ここ最近のお婆さんの話題は、自分の年齢のことばかりで、
「いやはや、私は今年、ついに六十になりました。まさか、還暦を迎えられるとは思ってもみませんでしたよ」
と予想外に長生きできたことを、我ながら驚いているような口調で、お爺さんに言うのだった。
それに対してのお爺さんの返事は決まっていて、
「寿命というのは天命じゃ。長生きできるか、早死にするかは、人知の及ぶところではないわな」
と分かったような分からないようなことをつぶやくのだった。
彼ら二人は、若い時には人並にいさかいもあったが、総じて夫婦仲は円満で、大病も患わず、質素ながらも暮らしには困らず、振り返っても、まずまずの人生だと言えた。
しかし、一つだけ不満があった。それは子供がいないことだった。仲睦まじい夫婦であるのにもかかわらず、どういうわけか子宝に恵まれなかった。

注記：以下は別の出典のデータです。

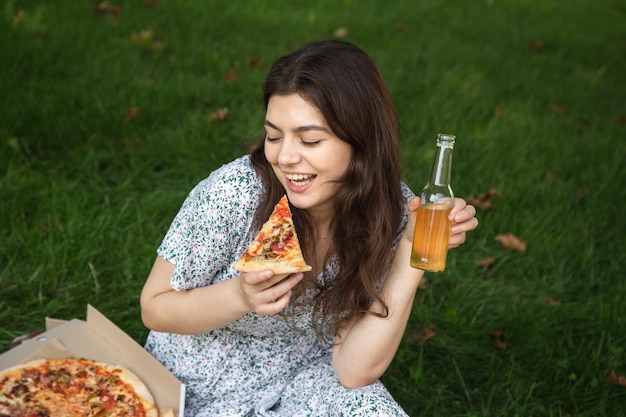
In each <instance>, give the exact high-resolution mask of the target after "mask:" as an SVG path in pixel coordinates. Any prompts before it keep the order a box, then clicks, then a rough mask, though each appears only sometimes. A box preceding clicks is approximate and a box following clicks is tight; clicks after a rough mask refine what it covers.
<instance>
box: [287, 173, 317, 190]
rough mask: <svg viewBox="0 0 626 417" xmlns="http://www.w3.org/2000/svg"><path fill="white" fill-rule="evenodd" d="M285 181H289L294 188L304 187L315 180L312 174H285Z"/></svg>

無理な算段をして高価な漢方薬を入手して呑んだり、霊験あらたかな寺院に願掛けしたりと、できることはすべてやったものの、一向に子供はできなかった。
お婆さんは今でもの時折り、
「もし、私たち夫婦にも、子供がいたのなら、家の中もずいぶんとにぎやかでしたろうなぁ」
と愚痴ともつかないことを言った。しかし、お爺さんは、
「子供がいるも人生、いないも人生じゃよ」
と達観したような口調で、相手にはならなかった。